Finals week is fast approaching, as are the bleary eyes and blank stares that accompany it. Zombie jokes abound. But what if zombies really did take over PC? How does one survive?
- Get a dog. No, really. Get a dog. What’s that? No pets in the dorms? It doesn’t matter. The people who make rules like that don’t make it past the first 30 minutes of the movie. Get a dog. Preferably not a Pomeranian, but sometimes you just gotta do you.
- Stock up on food and water. I mean, more microwavable mac and cheese and granola bars than you can imagine. Trust me, when the zombie apocalypse hits, your meal plan is the first thing to go.
- Stay inside at all costs. Stop going to class. Finals shminals, this is the end of the world.
- Get some decent shoes. Your survival might require a significant amount of walking at some point, and your UGGs will only get you so far.
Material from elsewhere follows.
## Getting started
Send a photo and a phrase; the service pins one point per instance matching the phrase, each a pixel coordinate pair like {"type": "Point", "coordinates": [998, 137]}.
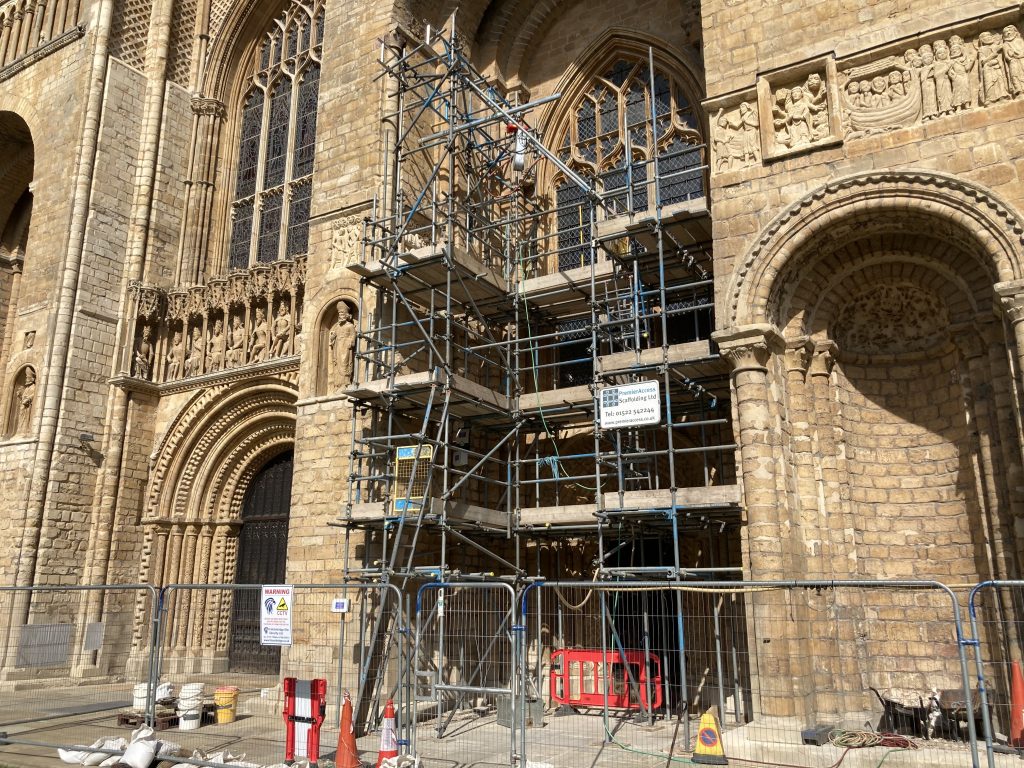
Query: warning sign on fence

Also, your UGGs are the cause of the zombie apocalypse in the first place. Burn them now before it’s too late. The fate of humanity rests in your shoes.
- Find a decent flashlight. Eventually the power will go and you will (God forbid) no longer be able to charge your iPhone. Without your handy-dandy flashlight/GPS/calorie counter/camera, you’ll have to revert back to positively ancient methods of survival, like flashlights and maps. Which brings us to our next point….
- Learn to read a map. Seriously. This is not a drill. This is not your family vacation. Your family is probably zombified by now and your phone is dead. Buy a decent road map, and possibly a trail map. The woods might be the safest place soon.
- Don’t trust anyone. If your suitemate texts you an invite to get coffee in Springs, do NOT go. The zombies could be more intelligent than we feared. No, actually, the coffee may be a good idea. You’ve got to stay vigilant.
- Find a group of survivors and stick together. It’s probably best if none of them mean all that much to you. The problem with trying to stick with your friends is that eventually, one of you will get eaten, and that just involves lots of tears and unnecessary time-wasting. It’s better to stick with a random, but balanced, group. The super-smart kid in your biology lab. The funny kid you ate lunch with that one time whose name you can never remember. A couple of random girls who are there for no apparent reason and who almost get everyone killed every 15 minutes. A guy you swear you’ve never seen on campus in your life who claims to be in your English class. (On second thought, this one’s a little suspicious. Maybe avoid him.)
- Get in decent physical shape. Take martial arts. It may already too late for this. Zombies can be pretty quick, though, so start jogging…now.
- Get a sturdy backpack and fill it with all your gear. Warm clothes, food and water, and any survival gear you may have should be packed.
- Make for the woods. Gather up your gear and your team and hit the road. Campus is no longer safe.
- Cry about it. There’s nothing else you can do.
Of course, in these situations, there’s only so much you can do. Close your eyes and hope for the best. (But don’t really close your eyes. Constant vigilance!)
Disclaimer: It really is just finals.